| title | impact | impactDescription | tags |
|---|---|---|---|
Handle NP-Hard Scheduling Problems Carefully |
HIGH |
Prevents exponential blowup in scheduling operations |
performance, scheduling, algorithms, np-hard |
Impact: HIGH
Scheduling problems are fundamentally NP-hard. This means that as the number of constraints, participants, or time slots grows, the computational complexity can explode exponentially.
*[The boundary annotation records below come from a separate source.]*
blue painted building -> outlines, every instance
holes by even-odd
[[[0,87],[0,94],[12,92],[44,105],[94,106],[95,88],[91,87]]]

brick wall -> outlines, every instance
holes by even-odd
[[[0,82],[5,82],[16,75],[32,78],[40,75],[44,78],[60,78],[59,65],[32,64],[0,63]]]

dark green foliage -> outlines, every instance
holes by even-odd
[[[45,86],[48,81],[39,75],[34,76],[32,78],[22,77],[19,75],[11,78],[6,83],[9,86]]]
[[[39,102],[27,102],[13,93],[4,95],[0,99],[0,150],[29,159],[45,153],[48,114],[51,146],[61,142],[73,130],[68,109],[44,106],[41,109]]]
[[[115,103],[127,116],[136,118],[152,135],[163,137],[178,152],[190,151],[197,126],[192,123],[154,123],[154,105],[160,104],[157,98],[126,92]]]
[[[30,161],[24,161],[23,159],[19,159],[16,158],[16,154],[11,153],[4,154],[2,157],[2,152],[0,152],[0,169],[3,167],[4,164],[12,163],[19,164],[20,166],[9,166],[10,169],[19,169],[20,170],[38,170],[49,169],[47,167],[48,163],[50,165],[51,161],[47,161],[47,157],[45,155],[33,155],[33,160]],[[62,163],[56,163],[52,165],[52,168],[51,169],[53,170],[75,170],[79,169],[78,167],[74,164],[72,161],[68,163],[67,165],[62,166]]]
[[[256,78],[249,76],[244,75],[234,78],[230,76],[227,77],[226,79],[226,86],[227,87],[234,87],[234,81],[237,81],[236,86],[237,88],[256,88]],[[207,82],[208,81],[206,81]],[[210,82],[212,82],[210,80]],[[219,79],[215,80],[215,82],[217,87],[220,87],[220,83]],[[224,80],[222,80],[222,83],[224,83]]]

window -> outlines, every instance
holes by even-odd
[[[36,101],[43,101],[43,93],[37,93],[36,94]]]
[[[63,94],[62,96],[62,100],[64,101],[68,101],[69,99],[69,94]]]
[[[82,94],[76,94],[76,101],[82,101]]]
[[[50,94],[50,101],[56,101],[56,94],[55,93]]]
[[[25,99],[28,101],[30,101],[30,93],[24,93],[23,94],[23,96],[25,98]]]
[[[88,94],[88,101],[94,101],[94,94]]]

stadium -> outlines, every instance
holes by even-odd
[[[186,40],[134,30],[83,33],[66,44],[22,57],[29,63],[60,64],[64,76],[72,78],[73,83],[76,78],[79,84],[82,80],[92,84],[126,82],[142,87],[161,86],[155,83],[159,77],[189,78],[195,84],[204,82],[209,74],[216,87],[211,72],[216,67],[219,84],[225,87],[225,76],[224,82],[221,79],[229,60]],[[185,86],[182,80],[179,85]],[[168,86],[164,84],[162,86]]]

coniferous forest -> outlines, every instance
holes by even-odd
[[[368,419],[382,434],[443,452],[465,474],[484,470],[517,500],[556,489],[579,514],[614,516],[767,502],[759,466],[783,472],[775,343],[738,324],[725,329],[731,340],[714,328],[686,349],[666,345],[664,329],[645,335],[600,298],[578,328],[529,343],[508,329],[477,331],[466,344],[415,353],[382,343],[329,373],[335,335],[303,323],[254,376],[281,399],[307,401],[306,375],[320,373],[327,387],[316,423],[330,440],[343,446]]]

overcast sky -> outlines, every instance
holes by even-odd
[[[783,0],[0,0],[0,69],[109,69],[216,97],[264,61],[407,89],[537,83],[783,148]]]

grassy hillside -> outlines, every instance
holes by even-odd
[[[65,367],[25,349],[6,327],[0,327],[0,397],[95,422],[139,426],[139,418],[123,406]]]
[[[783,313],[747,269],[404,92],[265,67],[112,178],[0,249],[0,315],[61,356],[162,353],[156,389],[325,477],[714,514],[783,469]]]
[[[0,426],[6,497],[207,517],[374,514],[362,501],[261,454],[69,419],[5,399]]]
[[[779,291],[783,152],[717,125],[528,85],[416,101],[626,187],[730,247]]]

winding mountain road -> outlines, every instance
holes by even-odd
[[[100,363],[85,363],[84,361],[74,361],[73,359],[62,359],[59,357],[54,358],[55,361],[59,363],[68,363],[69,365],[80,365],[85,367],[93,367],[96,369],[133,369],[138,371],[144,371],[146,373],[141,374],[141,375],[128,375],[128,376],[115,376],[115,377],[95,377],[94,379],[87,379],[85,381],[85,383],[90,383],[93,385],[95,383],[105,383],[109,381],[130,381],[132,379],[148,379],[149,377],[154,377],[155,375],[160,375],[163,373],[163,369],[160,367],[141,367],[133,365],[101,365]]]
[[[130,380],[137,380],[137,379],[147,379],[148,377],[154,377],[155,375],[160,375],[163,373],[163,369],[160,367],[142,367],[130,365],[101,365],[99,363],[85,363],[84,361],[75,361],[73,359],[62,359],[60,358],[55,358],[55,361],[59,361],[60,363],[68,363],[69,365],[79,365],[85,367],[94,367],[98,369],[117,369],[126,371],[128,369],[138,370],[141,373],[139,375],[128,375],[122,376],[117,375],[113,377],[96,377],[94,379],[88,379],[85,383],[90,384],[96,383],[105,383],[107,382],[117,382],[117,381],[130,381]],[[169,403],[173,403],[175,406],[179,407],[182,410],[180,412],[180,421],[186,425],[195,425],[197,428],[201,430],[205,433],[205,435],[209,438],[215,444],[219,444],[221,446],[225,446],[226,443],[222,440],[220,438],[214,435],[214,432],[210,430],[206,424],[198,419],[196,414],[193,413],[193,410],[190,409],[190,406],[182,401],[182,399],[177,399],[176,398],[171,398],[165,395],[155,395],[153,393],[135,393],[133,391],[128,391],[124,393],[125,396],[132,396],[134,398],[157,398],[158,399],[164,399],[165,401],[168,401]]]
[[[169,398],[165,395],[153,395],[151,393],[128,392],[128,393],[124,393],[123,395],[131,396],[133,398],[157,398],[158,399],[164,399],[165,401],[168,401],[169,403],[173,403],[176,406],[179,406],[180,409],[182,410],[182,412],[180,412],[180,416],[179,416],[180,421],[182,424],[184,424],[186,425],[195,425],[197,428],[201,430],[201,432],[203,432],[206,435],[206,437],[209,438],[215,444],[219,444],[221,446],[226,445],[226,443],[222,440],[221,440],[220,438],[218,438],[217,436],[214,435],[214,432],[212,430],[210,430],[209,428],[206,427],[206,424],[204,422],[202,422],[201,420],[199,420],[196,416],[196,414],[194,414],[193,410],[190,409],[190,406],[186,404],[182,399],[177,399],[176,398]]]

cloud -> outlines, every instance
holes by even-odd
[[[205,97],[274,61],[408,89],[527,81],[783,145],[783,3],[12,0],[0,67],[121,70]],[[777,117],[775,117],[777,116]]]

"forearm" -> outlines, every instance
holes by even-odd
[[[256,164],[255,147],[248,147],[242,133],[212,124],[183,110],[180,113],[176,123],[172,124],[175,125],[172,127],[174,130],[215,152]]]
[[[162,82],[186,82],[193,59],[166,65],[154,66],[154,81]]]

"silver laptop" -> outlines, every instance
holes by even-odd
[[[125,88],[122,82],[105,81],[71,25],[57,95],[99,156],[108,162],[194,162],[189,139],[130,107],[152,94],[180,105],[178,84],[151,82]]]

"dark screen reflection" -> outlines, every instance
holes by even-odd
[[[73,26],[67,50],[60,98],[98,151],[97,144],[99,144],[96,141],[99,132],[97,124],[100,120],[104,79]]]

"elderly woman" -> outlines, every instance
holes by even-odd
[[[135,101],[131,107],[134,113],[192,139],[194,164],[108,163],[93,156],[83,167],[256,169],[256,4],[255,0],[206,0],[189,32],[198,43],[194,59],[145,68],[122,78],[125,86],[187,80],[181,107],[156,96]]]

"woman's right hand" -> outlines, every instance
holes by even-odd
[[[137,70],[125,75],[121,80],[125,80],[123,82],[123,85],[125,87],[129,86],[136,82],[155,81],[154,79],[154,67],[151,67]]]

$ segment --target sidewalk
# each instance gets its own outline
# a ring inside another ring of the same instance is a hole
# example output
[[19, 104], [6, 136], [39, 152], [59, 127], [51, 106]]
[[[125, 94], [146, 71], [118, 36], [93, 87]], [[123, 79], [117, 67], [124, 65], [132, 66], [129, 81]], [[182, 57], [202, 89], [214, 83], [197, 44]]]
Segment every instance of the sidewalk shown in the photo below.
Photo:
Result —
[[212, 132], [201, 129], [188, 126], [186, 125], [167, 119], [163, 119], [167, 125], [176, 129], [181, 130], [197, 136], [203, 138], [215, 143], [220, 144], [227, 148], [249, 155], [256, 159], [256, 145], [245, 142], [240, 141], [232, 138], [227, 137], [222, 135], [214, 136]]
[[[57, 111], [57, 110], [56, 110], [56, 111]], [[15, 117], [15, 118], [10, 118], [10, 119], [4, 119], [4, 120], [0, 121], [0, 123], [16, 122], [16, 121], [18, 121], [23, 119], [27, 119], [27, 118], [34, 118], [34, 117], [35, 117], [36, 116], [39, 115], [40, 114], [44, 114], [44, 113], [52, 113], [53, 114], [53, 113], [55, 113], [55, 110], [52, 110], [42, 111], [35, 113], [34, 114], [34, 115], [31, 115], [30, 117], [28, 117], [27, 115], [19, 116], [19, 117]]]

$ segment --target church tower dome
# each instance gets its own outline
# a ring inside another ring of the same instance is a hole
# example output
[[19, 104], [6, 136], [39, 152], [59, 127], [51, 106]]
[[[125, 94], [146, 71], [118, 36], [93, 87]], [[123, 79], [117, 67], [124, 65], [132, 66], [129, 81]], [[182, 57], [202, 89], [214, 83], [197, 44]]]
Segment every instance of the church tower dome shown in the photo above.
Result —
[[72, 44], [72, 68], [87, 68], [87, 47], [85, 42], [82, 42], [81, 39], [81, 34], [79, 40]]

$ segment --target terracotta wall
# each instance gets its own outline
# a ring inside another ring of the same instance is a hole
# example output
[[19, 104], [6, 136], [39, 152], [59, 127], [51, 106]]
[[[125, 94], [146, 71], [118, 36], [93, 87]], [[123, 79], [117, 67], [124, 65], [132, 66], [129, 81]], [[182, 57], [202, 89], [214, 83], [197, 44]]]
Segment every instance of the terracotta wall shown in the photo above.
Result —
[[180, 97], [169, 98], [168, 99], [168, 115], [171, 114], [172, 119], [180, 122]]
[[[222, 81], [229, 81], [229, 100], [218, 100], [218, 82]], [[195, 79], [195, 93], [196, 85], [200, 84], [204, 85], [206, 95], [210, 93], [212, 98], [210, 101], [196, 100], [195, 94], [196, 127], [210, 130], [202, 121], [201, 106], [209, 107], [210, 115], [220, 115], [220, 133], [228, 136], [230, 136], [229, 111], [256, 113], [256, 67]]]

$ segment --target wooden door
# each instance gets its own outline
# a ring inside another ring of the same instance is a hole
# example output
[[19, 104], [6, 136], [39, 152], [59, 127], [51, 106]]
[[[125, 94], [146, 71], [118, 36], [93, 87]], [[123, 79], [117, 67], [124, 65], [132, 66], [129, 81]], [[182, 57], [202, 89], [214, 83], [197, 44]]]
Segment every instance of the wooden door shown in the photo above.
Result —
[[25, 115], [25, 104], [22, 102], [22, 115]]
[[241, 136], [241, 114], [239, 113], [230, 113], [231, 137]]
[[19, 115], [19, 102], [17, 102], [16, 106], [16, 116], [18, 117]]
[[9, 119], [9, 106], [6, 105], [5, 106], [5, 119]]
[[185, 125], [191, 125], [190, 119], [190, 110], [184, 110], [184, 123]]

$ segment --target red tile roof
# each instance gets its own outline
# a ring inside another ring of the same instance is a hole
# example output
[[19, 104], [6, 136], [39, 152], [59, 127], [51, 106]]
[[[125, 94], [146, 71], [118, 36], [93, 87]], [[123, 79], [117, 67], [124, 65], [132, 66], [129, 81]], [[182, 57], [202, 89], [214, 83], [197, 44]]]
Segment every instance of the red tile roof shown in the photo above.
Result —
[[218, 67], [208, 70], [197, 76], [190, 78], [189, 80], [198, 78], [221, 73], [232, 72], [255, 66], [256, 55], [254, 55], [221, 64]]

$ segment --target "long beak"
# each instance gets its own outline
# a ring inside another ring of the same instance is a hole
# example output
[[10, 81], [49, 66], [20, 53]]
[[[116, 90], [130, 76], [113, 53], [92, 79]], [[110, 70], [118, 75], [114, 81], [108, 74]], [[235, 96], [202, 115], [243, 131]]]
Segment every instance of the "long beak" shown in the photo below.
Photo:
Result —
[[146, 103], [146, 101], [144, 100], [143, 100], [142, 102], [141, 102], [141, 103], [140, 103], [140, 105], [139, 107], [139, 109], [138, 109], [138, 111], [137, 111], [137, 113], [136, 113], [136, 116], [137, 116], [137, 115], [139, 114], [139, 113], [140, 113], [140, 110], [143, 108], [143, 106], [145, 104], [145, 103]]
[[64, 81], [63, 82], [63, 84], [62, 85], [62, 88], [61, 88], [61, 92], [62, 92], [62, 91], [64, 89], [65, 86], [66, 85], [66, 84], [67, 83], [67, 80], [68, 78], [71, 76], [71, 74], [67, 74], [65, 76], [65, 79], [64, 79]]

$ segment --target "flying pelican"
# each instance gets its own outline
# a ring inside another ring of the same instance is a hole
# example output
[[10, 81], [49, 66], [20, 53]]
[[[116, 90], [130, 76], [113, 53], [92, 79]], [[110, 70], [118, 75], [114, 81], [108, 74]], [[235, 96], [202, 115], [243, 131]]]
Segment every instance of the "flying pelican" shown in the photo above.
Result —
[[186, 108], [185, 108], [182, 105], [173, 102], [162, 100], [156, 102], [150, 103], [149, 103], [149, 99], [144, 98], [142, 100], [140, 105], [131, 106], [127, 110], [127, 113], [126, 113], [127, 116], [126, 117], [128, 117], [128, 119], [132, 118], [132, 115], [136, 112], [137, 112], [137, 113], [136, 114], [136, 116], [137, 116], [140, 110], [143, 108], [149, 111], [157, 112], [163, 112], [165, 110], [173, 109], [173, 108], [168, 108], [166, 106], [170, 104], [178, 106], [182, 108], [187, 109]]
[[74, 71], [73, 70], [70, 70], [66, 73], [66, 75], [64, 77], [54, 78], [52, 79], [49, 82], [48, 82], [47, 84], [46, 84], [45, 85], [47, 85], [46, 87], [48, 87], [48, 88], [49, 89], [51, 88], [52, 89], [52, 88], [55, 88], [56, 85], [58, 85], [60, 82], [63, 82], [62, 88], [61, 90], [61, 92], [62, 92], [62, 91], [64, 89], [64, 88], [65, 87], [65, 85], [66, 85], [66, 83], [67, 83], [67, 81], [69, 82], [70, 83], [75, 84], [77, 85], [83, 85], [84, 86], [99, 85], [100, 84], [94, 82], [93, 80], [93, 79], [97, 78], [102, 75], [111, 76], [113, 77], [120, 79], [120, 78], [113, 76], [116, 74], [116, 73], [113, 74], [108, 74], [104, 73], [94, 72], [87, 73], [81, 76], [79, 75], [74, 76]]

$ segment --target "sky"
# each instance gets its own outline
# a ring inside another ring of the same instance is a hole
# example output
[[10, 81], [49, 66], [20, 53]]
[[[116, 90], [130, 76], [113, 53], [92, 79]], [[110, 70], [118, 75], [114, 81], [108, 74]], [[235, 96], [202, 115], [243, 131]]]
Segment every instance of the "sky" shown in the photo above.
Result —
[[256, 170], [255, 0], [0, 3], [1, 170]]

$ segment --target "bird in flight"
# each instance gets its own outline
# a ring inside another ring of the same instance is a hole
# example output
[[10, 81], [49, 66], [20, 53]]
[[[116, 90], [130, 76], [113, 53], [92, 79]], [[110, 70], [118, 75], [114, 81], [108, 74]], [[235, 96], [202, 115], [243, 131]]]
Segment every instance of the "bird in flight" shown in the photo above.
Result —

Most optimal scheduling algorithms have worst-case exponential time complexity, making algorithm choice absolutely critical.
Real-world implications:
- Finding the optimal meeting time for 10 people across 3 time zones with individual availability constraints is computationally expensive
- Adding conflict detection, buffers, and other options amplifies the problem
- Poor algorithm choices that work fine for small teams become completely unusable for large organizations
- What takes milliseconds for 5 users might take many seconds for organizations
Strategies for managing NP-hard complexity:
// Use approximation algorithms
async function findMeetingTime(participants: User[], duration: number) {
// Find "good enough" solution quickly rather than perfect solution slowly
const approximateSlots = await findApproximateAvailability(participants, {
maxIterations: 1000,
timeout: 500, // ms
});
return approximateSlots[0]; // Return first good-enough option
}
// Implement aggressive caching
const cachedAvailability = new LRUCache<string, Availability>({
max: 10000,
ttl: 1000 * 60 * 5, // 5 minutes
});
// Pre-compute common scenarios during off-peak hours
async function precomputeTeamAvailability(teamId: number) {
// Run during low-traffic periods
const team = await teamRepository.findById(teamId);
const availability = await computeTeamAvailability(team);
await cache.set(`team:${teamId}:availability`, availability);
}Key strategies:
- Use approximation algorithms that find "good enough" solutions quickly
- Implement aggressive caching of computed schedules and availability
- Pre-compute common scenarios during off-peak hours
- Break large scheduling problems into smaller, more manageable chunks
- Set reasonable timeout limits and fallback to simpler algorithms when needed
This is why performance isn't just a nice-to-have in scheduling software. It's the foundation that determines whether your system can scale to enterprise needs.